There is also a plan to exploit the equity that BM Munjal himself carries. It need not be for the consumers, but for the dealers there is no better brand to highlight continuity than the man himself, company officials say.
And that will be the critical link. “The challenge for Hero would now be to communicate and demonstrate a sense of continuity. The anxiety comes in on the technological front and future product line-up. If they manage to keep the product pipeline fresh and meet consumer requirements, they should be okay. Others have met and overcome challenges in the same category,” feels Santosh Desai, CEO, Future Brands.
But Desai says Honda not being there would certainly create anxiety.
Brand Consultant Anand Halve of Chlorophyll agrees with this. He sees an urban-rural divide in brand perception. Honda, says Halve, has launched products independently of Hero and has acquired a meaningful presence in the Indian market. Besides, the company has gained respect with cars such as Civic and City. “It will have an edge in urban centres where consumers associate the Honda name with quality and technology,” he says.

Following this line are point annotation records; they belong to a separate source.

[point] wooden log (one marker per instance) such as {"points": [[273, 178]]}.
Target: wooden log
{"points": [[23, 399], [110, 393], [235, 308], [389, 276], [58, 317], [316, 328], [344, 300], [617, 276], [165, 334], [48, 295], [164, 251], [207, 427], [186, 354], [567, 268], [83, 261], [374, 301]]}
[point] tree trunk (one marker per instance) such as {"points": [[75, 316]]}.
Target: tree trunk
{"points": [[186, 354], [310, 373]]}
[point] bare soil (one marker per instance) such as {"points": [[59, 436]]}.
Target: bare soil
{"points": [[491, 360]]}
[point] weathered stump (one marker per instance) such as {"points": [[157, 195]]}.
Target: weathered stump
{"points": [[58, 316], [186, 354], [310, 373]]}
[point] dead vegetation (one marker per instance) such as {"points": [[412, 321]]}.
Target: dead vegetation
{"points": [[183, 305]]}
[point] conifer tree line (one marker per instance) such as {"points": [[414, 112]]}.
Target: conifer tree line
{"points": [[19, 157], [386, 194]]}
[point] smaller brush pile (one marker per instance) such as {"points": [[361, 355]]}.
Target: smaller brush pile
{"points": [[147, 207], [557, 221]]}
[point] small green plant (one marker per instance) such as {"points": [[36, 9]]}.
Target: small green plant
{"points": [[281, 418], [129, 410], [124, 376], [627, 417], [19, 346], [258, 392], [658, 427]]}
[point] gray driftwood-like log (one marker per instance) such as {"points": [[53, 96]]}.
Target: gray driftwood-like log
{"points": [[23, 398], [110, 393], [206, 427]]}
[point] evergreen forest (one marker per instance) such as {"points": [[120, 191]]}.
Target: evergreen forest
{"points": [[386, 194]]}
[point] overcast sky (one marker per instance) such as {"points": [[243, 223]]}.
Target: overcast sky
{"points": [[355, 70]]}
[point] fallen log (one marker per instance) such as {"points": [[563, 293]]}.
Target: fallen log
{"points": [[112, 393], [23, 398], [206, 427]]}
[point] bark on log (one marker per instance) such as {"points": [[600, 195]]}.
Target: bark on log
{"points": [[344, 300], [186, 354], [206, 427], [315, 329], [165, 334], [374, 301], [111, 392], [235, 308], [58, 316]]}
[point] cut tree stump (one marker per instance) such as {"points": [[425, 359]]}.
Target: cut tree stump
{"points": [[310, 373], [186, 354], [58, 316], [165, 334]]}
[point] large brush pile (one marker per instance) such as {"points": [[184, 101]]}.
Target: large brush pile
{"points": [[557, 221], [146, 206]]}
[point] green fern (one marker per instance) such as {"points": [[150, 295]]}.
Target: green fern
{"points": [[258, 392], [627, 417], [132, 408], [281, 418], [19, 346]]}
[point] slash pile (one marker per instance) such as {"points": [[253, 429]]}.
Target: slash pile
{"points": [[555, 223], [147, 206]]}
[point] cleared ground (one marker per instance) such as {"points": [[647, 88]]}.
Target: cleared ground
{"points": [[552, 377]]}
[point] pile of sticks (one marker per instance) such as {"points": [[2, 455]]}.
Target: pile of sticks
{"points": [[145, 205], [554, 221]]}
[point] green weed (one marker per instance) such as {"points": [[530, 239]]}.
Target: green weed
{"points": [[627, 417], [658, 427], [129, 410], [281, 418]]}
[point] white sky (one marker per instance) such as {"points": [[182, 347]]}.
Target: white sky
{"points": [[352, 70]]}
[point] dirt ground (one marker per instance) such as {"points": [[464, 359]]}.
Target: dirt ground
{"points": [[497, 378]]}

Some others are more circumspect. Nabankur Gupta, Founder, Nobby Brand Architects, says “in the short term, I feel Hero will lose more from a brand point of view. The conjunctive branding is too strong for Hero. For new customers, Hero’s association with cycles will dilute the brand perception”.
But most auto industry players don’t agree with this. “The industry has seen many JVs fail. Neither TVS, nor Bajaj etc have collapsed after the break-up with their partners. “Hero too can develop its own R&D like we all have. In any case, it still has four years to go,” says Rahul Bajaj, chairman Bajaj Auto.
Hero Honda officials extend this argument further to say Hero will now get to spread across geographies, spread in rural markets in India and work out a new template for dealer engagement.
The real challenge for Hero of course would come from its soon-to-be former ally. While it will lose in the short-term, Honda is known to have fought back spectacularly well.
Honda found itself in a similar situation a decade ago when it parted ways with the Kinetic group but roared back with a vengeance in the gearless scooter space. The results are there for everyone to see.